In a January 13, 2013 blog post, the Federal Trade Commission’s Bureau of Consumer Protection’s Business Center Blog highlighted the FTC’s recent groundbreaking settlement for violations of the Fair Credit Reporting Act (“FCRA”) in the mobile app context. The settlement with Filiquarian Publishing, LLC, Choice Level, LLC, and Joshua Linsk (the owner of Filiquarian and Choice Level, collectively, the “Companies”), is the first FCRA enforcement action against a mobile app developer.

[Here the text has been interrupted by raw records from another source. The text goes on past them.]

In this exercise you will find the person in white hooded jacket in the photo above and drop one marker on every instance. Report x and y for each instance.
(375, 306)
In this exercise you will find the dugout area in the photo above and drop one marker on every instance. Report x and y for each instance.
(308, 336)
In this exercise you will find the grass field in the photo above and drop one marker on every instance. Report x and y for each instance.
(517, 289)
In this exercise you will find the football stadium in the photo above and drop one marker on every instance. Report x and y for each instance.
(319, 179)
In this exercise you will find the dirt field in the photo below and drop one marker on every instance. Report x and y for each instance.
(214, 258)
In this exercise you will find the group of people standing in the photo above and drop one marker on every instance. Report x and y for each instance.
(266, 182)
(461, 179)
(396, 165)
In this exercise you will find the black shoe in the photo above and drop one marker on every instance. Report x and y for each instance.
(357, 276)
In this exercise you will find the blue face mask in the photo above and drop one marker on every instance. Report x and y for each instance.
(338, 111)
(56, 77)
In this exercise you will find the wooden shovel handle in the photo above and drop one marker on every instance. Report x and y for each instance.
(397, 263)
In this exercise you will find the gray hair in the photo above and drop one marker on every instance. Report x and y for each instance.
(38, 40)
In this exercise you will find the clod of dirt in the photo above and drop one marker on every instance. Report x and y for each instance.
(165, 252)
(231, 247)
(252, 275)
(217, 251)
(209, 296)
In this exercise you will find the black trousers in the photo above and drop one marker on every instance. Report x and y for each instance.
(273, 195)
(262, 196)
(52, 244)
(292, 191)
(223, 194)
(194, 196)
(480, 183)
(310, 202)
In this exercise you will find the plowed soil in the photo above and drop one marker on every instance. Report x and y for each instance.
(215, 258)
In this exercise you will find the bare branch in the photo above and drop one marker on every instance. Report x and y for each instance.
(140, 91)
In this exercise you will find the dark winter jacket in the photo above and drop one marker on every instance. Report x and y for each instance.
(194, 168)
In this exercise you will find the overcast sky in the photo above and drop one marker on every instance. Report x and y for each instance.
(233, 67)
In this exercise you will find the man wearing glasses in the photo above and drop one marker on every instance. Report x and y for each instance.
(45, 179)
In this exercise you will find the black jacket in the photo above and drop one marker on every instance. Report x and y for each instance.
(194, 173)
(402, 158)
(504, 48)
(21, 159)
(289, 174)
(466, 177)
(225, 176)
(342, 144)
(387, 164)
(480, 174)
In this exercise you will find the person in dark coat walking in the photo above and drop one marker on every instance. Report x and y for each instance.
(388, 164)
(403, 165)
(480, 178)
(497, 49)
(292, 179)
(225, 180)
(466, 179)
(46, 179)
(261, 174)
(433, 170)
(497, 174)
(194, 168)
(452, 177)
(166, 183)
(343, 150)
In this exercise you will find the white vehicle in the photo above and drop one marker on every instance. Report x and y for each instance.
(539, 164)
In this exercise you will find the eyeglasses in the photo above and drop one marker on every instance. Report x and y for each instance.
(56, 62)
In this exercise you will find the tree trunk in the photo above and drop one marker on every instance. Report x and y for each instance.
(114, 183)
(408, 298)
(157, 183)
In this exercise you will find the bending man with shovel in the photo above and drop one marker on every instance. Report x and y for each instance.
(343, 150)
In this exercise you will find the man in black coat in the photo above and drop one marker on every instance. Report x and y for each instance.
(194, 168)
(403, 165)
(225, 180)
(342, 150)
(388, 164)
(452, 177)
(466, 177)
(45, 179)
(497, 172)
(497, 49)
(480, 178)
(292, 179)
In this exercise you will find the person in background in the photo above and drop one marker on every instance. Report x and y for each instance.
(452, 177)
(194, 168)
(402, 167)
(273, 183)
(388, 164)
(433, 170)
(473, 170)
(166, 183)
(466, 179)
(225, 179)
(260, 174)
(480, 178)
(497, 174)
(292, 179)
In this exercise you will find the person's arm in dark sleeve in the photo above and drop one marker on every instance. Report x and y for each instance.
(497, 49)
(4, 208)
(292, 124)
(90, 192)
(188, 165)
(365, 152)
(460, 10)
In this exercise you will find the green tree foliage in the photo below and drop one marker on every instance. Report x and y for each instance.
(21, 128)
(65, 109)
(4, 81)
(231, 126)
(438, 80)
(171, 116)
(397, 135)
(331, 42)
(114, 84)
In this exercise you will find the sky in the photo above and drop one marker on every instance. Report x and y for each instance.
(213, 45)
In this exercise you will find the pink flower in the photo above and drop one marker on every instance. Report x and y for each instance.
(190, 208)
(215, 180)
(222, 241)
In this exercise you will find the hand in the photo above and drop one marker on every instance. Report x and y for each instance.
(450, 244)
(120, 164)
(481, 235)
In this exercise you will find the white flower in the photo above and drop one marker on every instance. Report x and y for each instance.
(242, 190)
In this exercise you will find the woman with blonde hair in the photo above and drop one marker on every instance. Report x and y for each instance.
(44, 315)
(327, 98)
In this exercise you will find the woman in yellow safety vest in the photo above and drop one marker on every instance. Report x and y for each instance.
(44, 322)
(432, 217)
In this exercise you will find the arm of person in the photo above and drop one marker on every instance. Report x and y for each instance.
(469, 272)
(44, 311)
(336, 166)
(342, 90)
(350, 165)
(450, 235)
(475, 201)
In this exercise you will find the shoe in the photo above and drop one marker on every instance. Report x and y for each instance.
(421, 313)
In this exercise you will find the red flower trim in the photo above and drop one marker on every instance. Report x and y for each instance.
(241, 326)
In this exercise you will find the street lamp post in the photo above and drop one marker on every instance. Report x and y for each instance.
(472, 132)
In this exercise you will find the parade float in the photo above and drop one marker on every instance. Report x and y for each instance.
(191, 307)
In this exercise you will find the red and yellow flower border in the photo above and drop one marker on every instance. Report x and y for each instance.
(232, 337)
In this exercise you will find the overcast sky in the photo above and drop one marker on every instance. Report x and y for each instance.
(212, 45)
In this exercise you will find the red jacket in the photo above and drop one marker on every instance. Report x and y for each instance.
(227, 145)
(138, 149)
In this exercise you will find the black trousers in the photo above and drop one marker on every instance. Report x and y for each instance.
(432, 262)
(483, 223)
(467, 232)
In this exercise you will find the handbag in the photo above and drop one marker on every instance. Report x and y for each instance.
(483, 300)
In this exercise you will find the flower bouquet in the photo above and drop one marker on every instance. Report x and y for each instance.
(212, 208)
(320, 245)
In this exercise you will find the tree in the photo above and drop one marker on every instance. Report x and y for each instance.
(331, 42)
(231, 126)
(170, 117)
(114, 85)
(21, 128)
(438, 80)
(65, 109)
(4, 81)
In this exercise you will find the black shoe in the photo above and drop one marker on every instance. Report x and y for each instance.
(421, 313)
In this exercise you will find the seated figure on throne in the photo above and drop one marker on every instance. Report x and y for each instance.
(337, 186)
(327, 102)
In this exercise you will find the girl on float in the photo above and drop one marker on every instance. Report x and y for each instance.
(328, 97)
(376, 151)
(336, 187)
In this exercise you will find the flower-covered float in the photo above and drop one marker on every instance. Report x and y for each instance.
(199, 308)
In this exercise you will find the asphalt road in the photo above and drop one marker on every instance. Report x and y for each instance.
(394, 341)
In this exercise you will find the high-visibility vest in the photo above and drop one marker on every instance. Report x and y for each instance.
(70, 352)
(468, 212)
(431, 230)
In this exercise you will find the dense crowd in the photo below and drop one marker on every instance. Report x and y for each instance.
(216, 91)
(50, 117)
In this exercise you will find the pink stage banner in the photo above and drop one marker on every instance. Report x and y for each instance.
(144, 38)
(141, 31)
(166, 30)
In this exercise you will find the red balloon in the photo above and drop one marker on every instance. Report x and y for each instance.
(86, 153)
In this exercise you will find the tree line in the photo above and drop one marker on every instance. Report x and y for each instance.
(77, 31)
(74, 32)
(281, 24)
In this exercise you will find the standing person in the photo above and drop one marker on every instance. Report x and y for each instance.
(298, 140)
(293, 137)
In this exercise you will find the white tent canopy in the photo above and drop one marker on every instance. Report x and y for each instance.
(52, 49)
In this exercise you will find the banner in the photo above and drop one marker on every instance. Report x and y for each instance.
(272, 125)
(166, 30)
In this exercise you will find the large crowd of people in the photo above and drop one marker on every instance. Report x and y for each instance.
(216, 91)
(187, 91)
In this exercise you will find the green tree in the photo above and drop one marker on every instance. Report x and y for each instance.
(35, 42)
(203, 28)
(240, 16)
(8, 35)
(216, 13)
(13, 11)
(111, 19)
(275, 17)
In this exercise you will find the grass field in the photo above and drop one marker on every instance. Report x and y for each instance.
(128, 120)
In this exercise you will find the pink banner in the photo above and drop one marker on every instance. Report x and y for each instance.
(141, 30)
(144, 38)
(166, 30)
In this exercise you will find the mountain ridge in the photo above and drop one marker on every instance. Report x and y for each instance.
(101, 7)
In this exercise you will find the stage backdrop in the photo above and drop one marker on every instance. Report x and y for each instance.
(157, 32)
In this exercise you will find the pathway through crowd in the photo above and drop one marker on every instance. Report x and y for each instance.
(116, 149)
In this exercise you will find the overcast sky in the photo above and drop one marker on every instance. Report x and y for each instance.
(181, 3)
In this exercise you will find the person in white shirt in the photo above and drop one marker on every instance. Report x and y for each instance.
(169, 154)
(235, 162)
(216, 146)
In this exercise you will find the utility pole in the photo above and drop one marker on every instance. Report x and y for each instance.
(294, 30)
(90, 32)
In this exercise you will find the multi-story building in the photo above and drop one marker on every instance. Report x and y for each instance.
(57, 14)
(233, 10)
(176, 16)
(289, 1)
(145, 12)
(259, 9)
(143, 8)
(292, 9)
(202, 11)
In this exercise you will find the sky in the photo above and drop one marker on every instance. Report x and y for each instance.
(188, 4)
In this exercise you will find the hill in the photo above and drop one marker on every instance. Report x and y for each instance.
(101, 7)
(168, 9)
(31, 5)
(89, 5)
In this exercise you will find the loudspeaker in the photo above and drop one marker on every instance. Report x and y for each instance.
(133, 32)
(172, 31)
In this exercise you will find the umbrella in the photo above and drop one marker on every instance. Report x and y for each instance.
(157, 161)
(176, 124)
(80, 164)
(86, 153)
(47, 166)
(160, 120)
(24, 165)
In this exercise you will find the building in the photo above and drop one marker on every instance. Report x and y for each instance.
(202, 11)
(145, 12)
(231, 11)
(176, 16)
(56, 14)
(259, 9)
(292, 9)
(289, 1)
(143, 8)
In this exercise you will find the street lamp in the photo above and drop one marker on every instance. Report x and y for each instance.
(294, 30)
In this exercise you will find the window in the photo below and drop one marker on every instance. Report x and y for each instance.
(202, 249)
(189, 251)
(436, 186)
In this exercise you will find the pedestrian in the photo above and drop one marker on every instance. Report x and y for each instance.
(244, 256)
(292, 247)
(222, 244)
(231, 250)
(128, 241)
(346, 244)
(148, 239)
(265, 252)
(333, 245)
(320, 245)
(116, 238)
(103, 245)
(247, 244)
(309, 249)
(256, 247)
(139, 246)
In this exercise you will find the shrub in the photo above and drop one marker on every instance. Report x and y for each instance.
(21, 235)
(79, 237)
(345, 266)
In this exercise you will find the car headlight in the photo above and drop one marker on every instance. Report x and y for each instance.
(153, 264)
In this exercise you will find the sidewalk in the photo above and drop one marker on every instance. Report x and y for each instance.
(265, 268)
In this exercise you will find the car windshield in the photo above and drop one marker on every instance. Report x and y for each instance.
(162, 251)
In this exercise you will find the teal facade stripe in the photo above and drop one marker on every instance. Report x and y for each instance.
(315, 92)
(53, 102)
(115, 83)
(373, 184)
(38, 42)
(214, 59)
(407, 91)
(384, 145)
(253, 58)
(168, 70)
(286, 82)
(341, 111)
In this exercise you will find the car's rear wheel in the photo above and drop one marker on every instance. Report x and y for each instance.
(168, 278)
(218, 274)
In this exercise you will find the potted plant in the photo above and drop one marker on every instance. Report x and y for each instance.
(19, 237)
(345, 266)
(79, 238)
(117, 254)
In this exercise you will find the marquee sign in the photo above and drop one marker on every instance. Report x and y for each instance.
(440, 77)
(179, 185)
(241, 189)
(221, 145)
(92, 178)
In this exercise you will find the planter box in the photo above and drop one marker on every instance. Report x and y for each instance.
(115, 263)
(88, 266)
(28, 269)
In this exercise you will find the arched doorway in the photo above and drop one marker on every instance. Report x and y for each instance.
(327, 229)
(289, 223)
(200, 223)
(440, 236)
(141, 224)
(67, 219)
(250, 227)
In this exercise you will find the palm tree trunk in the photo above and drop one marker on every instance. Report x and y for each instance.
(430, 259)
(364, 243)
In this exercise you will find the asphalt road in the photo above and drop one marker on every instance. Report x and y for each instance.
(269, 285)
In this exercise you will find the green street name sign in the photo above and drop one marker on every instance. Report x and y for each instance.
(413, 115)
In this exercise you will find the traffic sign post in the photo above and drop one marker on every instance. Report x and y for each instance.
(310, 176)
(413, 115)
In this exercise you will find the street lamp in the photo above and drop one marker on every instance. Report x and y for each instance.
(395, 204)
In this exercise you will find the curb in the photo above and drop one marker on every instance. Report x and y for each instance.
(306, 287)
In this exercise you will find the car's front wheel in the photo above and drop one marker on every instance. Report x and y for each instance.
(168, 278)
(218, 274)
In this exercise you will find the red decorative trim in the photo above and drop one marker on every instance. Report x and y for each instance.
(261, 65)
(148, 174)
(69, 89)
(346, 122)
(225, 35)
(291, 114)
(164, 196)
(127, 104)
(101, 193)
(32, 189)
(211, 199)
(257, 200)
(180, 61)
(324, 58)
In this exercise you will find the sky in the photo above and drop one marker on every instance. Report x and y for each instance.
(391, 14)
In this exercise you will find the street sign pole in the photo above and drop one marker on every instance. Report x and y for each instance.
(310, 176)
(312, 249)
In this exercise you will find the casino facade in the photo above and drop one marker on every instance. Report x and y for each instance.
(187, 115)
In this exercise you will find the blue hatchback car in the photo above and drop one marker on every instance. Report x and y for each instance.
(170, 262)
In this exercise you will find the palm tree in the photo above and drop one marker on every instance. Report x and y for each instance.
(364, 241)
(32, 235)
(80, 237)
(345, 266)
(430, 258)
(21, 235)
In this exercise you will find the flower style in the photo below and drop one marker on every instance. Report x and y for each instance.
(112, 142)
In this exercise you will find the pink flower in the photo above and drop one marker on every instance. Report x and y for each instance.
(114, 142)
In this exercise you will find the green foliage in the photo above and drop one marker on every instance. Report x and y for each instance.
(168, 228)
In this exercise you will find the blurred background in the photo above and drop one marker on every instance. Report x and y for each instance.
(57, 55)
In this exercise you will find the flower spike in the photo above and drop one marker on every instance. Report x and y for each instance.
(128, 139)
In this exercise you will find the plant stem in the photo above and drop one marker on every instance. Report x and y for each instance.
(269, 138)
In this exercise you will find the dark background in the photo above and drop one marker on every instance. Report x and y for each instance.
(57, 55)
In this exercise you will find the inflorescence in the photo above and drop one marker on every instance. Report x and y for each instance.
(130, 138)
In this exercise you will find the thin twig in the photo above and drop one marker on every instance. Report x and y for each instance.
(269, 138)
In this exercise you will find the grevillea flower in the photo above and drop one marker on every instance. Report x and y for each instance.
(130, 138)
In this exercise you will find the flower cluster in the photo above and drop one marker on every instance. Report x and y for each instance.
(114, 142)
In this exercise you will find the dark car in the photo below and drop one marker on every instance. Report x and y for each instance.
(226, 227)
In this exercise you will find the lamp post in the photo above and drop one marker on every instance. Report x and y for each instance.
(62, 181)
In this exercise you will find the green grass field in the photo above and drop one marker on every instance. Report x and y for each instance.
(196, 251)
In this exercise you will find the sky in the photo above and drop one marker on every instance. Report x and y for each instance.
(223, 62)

Filiquarian offered mobile apps to consumers for purposes of conducting criminal background checks in numerous states, and Choice Level provided the criminal background checks used by the apps to Filiquarian.

The complaint against the Companies alleged numerous violations of the FCRA, including that they (1) regularly furnished consumer reports to persons who did not have a permissible purpose to use them, (2) failed to ensure the accuracy of the reports, and (3) did not provide required notices to the users of the consumer reports. The Companies published disclaimers that the criminal background checks were not to be used to screen individuals for insurance, employment or credit and that the companies did not comply with the FCRA, but the FTC pointed out that those disclaimers were essentially meaningless. Rather, the FTC noted in the blog post, that “what triggers a company’s obligations under the FCRA” is the fact that it produces consumer reports that are used for employment, housing, credit or other similar purposes, and that no disclaimer could eliminate a company’s FCRA obligations.

The consent order between the FTC and the Companies prohibits them from (1) furnishing a consumer report to anyone without a permissible purpose under the FCRA, (2) not maintaining reasonable procedures to restrict the provision of such reports, (3) failing to ensure the accuracy of the information in the reports, and (4) neglecting to provide the “Notice to Users of Consumer Reports: Obligations of Users Under the FCRA” to all users and the “Notice to Furnishers of Information: Obligations of Furnishers Under the FCRA.” The consent order, which is effective for 20 years, also requires the Companies to retain records that show compliance with the order for five years, including the contact information for anyone that seeks to obtain the consumer reports as well as the Companies’ training and marketing materials.

The Business Center Blog post references the warning letters the FTC sent to mobile app developers in 2012, gently reminding background screening service providers that “[i]t’s wise to pay attention to what the FTC says in warning letters to other companies.”

Update: On May 1, 2013, the FTC approved the final settlement order with the Companies.